Marrocos o afilhado de França
São pois, os factores económicos, mas sobre tudo os geopolíticos que fazem de Marrocos o afilhado de França. Uma entrada para África, um continente cada vez mais economicamente ligado à China e onde França está em fase de decadência, e também uma ponte para alguns países árabes.
Economicamente podemos referir o facto que França é o maior investidor directo com 70% do investimento em Marrocos e é o segundo parceiro económico de Marrocos, sendo Espanha o primeiro.
Podemos concluir que um dos principais factores para que Marrocos continue impunemente a ocupação do território Saharaui é o apoio de França que prefere ignorar o direito internacional e assim sobrepor o jogo do poder politico à legalidade. Esta contradição entre lei e poder politico, e apoio externo é o impedimento para a resolução do conflito do Sahara Ocidental. O ocupante é apoiado descaradamente pelos grandes actores políticos mundiais, nomeadamente França e EUA mas também por Espanha que tem desempenhado um papel vergonhoso neste processo. Com França e EUA, membros permanentes do CS da ONU, e Espanha no grupo de “amigos do Sahara Ocidental da ONU”, qualquer solução que respeite o direito internacional parece estar descartada à partida.

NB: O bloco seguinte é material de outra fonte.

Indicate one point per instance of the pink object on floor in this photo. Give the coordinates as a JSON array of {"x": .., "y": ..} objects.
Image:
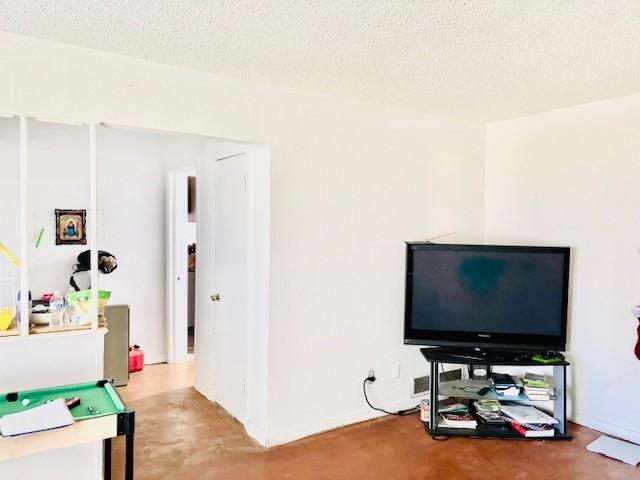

Como diz Zoubir “apresentam as vitimas como ofensores”, o povo saharaui no entanto não desiste da sua luta pela independência que de momento se desenrola no plano diplomático mas que a cada minuto se aproxima mais o ponto de ruptura com esta via.
A balança da “caridade” é a evidência da hipocrisia internacional.
NOTAS
[1] 1976. Durante os meses de Janeiro e Fevereiro, a invasão militar marroquina e mauritana levou à fuga maciça da população civil saharaui, estabelecida em campos de refugiados em Tindouf, na Argélia. A aviação marroquina bombardeou os campos saharauis em Um-Draiga, Tifariti, Amgala, El Maltani, Guelta-Zemur com Napalm e Fósforo Branco e em 1977 os aviões Jaguar das Forças armadas francesas fizeram uma incursão no Sahara Ocidental via Mauritânia atacando os saharauis na operação “Lamantine”.
[2] Yahia H. Zoubir é Professor Sénior de Estudos Internacionais e Director de Pesquisa em Geopolítica na KEDGE Business School, França, e actualmente Investigador Convidado no Brookings Doha Center. Antes de ingressar na KEDGE em 2005, leccionou em várias universidades nos Estados Unidos e foi professor convidado em várias universidades na China, Europa, Estados Unidos, Índia, Indonésia, Coreia do Sul e Médio Oriente e Norte da África.